Deutscher Gewerkschaftsbund

PM DGB-NRW - 29.04.2013

DGB-NRW: Kundgebung am 15.05.13 vor dem Landtag

Am Mittwoch, 15. Mai 2013 um 17:00 Uhr protestieren DGB, DBB und DRB gemeinsam gegen den Beschluss der Landesregierung, die Beamten von der Gehaltsentwicklung abzukoppeln.
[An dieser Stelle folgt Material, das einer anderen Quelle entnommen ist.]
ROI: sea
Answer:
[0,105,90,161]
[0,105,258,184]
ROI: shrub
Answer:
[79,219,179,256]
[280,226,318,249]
Die Landesregierung hat beschlossen, das Tarifergebnis im öffentlichen Dienst nur auf 20 Prozent aller Beamtinnen und Beamten voll zu übertragen. „Die Beamten werden von der Gehaltsentwicklung abgekoppelt und erneut als Sparschwein der Landespolitik missbraucht“, kommentiert Andreas Meyer-Lauber, Vorsitzender des DGB NRW. „Das lassen wir uns nicht gefallen!“ Der Ball läge jetzt bei den Abgeordneten des Düsseldorfer Landtages. „Wir erwarten von den Abgeordneten, dass sie das Gesetz in dieser Form nicht verabschieden. Das Tarifergebnis muss auf alle Beamten 1:1 übertragen werden.“

Am 15. Mai wird das Gesetz zur Besoldungsanpassung in den Landtag eingebracht. Der Deutsche Gewerkschaftsbund (DGB), der Deutsche Beamtenbund (DBB) und der Deutsche Richterbund (DRB) rufen alle Beamt/innen und Richter/innen dazu auf, unter dem Motto 1:1 für alle! Wir sind nicht das Sparschwein der Landesregierung! an diesem Tag zu demonstrieren.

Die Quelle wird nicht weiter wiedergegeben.